Regulation

Russia's Financial Policy Proposes Recognition Of Crypto As A Form Of Currency

Russia's Financial Policy Proposes Recognition Of Crypto As A Form Of Currency

Russia, one of the world's most powerful economies, is setting up a financial policy that, when implemented, will recognize digital assets, including crypto, as a form of currency alongside fiat.

Russian news outfit Kommersant confirms that the Bank of Russian and the Russian state have reached an agreement on the regulatory matter. A draft law is currently being prepared, and is expected to be finished by February 18.

The proposal's details define cryptocurrency as an "analogue of currency" as opposed to merely being digital assets with financial attributes. This means that crypto will have to be fully identified and tracked in order to prevent money laundering and other illegal activities. Transactions involving crypto will also be limited to a maximum of 600,000 rubles, or approximately $8,000 USD.
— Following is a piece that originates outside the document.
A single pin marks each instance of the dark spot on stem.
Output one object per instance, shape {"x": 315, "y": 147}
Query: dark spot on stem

All transactions that fall under this category are to be declared, transactions outside the legal sector for such amounts will become a criminal offense and an aggravating circumstance under the Criminal Code, while fines will be introduced for the illegal acceptance of cryptocurrencies as a means of payment. Provisions for mining and related sectors have not been disclosed at the moment, and as such would likely not be affected by the proposal at its current draft stage.

The Russian central bank has already stated that digital assets should not be recognized as being similar to traditional currencies, while current Finance Minister Anton Siluanov has stated that crypto regulation should happen as soon as possible. Previously, crypto was not considered either as liquid or as digital securities under Russian law. Now, it's expected crypto rates will come under taxation rules for commodities and foreign currency transactions. According to the report, the proposal sees crypto being used “in the legal sector” in line with compliance frameworks for full identification through the banking system, or through licensed intermediaries.

There are a number of caveats attached to this definition, however. The Russian finance ministry is pushing for crypto to be recognized as a "digital financial asset […] used as exchange and repurchase value." This would mean that crypto would be given the same legal status as fiat currency, but it's not clear yet what this would entail in practical terms. For instance, it's not yet clear how crypto would be taxed or how financial institutions would be regulated in relation to crypto transactions.

The proposal, dubbed “Concept for regulating the mechanisms for organizing the circulation of digital currencies” was published after approval and consultation with Dmitry Grigorenko, Deputy Prime Minister of Russia and Chief of the Government Staff. The Russian state house has been discussing new definitions for crypto and digital currencies in the Russian Federation, a matter that has been ongoing since early 2021. The Bank of Russia previously issued a consultative report which proposed a ban on the circulation of cryptocurrencies within its jurisdiction, while the Ministry of Finance urged for redefining the legislative status of crypto in general.

It remains to be seen what would happen with Russia's crypto crypto in the event of a change in power. The current presidential administration has been open to crypto, with Russian President Vladimir Putin going on to meet with Ethereum co-founder Vitalik Buterin in 2017.

The exact timeline for implementation also remains unclear aside from the initial approval period slated for February 18, but it will still take months if not years before crypto becomes an officially recognized currency under Russian law. For now though, crypto enthusiasts can breathe a sigh of relief; Russia isn't completely ignoring crypto any longer.

Disclaimer: This article is provided for informational purposes only. It is not offered or intended to be used as legal, tax, investment, financial, or other advice.